How much u spend on the light you are flowering with and do u have a link or product name of it i could google? 

going to be making a new grow areas custom made rather then tents i think


----------



## Dr. Robertsozki (Dec 7, 2016)

N.E.wguy said:


> hey Dr. Robertsozki buddy awesome seeing your grows and u
> 
> few questions u using Mylar for the room, how big is flower area ?
> 
> ...



Hello buddy. Thanks for stopping by.    For my reflector im using black and white panda film. $1 per 10 sqft. I used$4

Work better than mylar cause it wont wrinkle n u can wash it clean.

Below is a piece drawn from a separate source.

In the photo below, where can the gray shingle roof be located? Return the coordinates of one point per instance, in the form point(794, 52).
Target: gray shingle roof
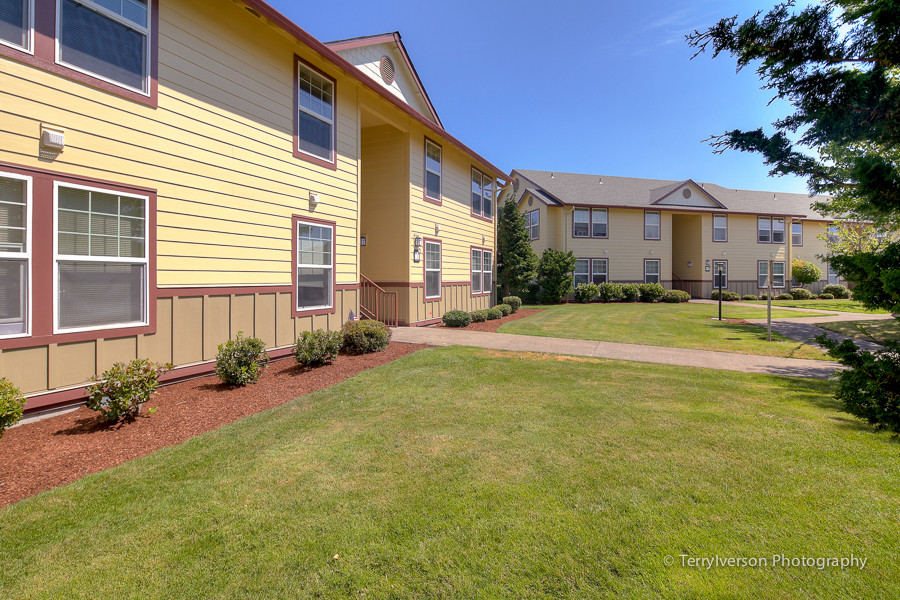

My LED light is the 220 solar storm full cycle means it can flower n veg.   It runs on only 165wats from Californialightworks and it retails for $519
I got mine at my hydro shop for $400 plus tax
But if it sounds too pricey check out hamster lewis grow lights he was using a mars 300 or something for about $268 i might b forgetting but it covers a 2 x 4
Mine only covers a 2x2.  He also just bought a cool 1200 wat led he has links to the lights.  Mine is made in the usa with a 3yr warranty.  N it work amazing[!!!

Im growing out my walkin closet but im only using about half the space about 3 x 4.  I swith plants every 12 hours so i harvest twice as much!!!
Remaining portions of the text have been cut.